L’età delle vittime va dai 13 ai 30 anni. Le vittime sono soggette ad abusi da parte dei familiari, dei parenti d’origine o acquisiti, dei fidanzati imposti. La pressione può venire tanto dalla famiglia quanto dall’intera “comunità” a cui la famiglia sente di appartenere e di dovere dare conto, in Italia o all’estero, e le fa vivere in allarme e con un costante senso di colpa. È su di loro infatti che poggia interamente “l’onore” della famiglia e a volte quello dell’intera comunità. Queste giovani donne vengono fatte sposare per procura o dietro pagamento di una dote, in uno scambio denaro/ proprietà. Vi sono giovani e giovanissime costrette a sposare uomini molto più grandi o comunque non accettati, con lo scopo di elevare lo status sociale della famiglia o talvolta per sbarazzarsi di ragazze giudicate troppo ribelli. Tutto in nome dell’onore familiare.

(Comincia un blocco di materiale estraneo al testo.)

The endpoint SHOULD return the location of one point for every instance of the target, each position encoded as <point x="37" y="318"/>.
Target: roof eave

Tuttavia un segnale di cambiamento e di confronto sui valori comuni e i diritti fondamentali viene dall’Unione delle Comunità islamiche d’Italia (UCOII). Un gesto importantissimo la fatwa contro i matrimoni forzati, promessa lo scorso 3 giugno da Yassine Lafram Presidente dell’UCOII. La fatwa è un parere religioso, una spiegazione che trova le basi nel Corano e nella tradizione profetica dell’islam “emessa in casi di gravità assoluta e la vicenda di Saman rientra tra questi” come ha spiegato di recente Lafram in un’intervista al quotidiano Avvenire, “emetteremo una fatwa contro i matrimoni combinati forzati e l’altrettanto tribale usanza dell’infibulazione femminile”. Storica fu già la fatwa emessa dall’Università islamica di al-Azhar nel 2005 contro l’infibulazione e quella del 2019 firmata a Dakar, al primo summit africano per la fine delle mutilazioni genitali e dei matrimoni precoci, iniziativa promossa da Jaha Mapenzi Dukureh, coraggiosa attivista gambiana sopravvissuta alla pratica delle spose bambine.

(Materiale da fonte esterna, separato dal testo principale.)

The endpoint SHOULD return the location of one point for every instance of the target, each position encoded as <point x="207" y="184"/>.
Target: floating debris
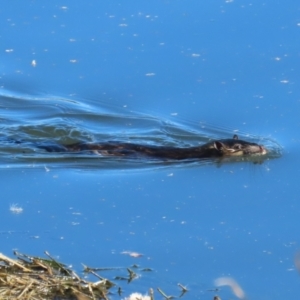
<point x="132" y="254"/>
<point x="29" y="277"/>
<point x="235" y="287"/>
<point x="16" y="209"/>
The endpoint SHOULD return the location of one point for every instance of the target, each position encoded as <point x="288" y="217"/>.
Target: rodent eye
<point x="237" y="147"/>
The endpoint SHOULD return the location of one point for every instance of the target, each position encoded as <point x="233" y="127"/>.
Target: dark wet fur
<point x="215" y="149"/>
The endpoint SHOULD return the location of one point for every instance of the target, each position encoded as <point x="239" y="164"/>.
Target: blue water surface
<point x="162" y="72"/>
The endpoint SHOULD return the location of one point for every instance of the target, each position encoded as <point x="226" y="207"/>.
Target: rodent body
<point x="214" y="149"/>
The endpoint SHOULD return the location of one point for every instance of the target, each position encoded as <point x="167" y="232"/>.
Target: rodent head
<point x="236" y="147"/>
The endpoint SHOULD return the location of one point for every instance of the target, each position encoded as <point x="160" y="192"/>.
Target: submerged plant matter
<point x="36" y="278"/>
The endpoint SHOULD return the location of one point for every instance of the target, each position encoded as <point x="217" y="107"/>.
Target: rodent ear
<point x="218" y="146"/>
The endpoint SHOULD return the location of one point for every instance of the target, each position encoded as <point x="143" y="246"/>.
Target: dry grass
<point x="36" y="278"/>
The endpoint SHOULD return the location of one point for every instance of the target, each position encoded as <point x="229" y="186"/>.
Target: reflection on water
<point x="29" y="122"/>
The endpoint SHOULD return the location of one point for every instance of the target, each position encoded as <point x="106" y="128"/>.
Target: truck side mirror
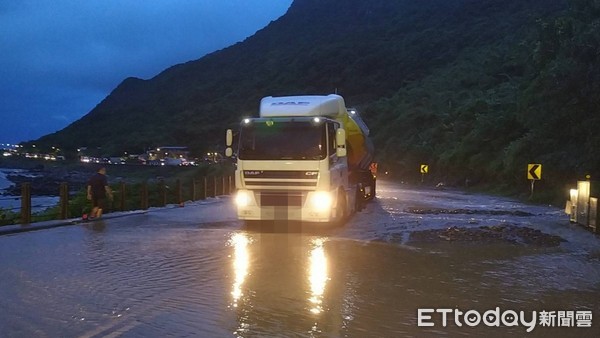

Ma il caso di Saman Abbas non è un caso isolato. Anche nel nostro territorio già altre giovani sono state forzate a rientrare in Pakistan pena la vita. E non solo pakistane. Una giovane donna turca con la sua piccola chiede aiuto durante il primo lockdown per un episodio di maltrattamento e nel corso dei colloqui di mediazione interculturale per ricostruire la vicenda, emerge che era stata indotta al matrimonio con il nipote di un vicino di casa dei familiari che l’ha poi portata in Italia dove lavorava. Così pure il caso di Miriam, la giovane donna del Marocco salvata alcuni anni fa dalla Comunità Papa Giovanni XXIII e trasferita con la sua bambina in un appartamento ad indirizzo segreto. Il marito aveva anche tentato durante un viaggio nel paese di origine di trattenere la bimba in Marocco senza il consenso della madre (in termini di diritto: sottrazione internazionale di minore). Per questa mamma è stata preziosa la rete musulmana e cattolica creatasi intorno a lei per proteggerla. Unire le forze in una prospettiva interreligiosa, senza paure e senza ambiguità, è oggi infatti l’unica via da percorrere contro la violenza.